Poggiava su una lunga travagliata storia di 10 secoli di separazione “caratterizzata
da molti errori e sofferenze” - come aveva detto nel suo indirizzo di saluto al
Papa, il metropolita Panteleimon che guidava la delegazione - sofferenze che
hanno provocato “non senza ragione in gran parte del popolo, del clero e soprattutto
tra i monaci, un clima di sfiducia e di sospetto verso la cristianità
d’occidente”. Ma ora l’intento era “aprire una nuova era d’amore e di collaborazione
efficace” tra le due Chiese; “creare un ponte di comunicazione, di riconciliazione
e di fiducia tra noi nell’Unione europea, - come affermava l’arcivescovo
Christodoulos in un messaggio al Papa - affinché la nostra testimonianza di cristiani
sia più intensa, più credibile e più efficace”.
E da
oggi la delegazione della Santa Sede svolgerà ad Atene “un programma analogo” a
quello della Delegazione della Chiesa ortodossa di Grecia a Roma, come informa
ancora il comunicato.
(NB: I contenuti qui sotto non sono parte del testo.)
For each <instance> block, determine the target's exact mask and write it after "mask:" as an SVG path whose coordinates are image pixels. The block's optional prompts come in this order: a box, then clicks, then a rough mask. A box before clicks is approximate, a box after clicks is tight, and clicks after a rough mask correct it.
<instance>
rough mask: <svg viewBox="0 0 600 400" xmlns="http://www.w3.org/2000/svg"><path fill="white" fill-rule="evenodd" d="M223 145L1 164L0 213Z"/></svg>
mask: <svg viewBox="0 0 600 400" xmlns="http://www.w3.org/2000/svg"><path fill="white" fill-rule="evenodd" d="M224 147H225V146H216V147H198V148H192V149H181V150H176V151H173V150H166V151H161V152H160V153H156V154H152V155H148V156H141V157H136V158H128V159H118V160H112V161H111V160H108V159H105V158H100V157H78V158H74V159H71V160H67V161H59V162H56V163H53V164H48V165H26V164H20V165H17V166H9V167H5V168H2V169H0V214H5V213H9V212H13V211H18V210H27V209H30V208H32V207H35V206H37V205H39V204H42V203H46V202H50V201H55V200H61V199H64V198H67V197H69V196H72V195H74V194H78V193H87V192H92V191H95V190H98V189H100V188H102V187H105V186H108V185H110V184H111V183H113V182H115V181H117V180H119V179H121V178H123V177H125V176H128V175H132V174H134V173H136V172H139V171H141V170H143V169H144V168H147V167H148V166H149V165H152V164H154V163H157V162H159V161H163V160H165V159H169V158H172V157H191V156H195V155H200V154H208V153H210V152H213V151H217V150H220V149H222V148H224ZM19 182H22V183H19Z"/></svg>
Incontrerà
l’arcivescovo Christodoulos e i membri del Santo Sinodo; avrà conversazioni con
le Commissioni sinodali per gli affari
europei, per i rapporti interortodossi ed intercristiani, per l’educazione e
per la promozione sociale. Visiterà tra l’altro alcuni centri e scuole e il
Dipartimento delle Edizioni della Chiesa ortodossa di Grecia. La visita prevede
anche alcuni aspetti culturali, oltre a pranzi e cene ufficiali”.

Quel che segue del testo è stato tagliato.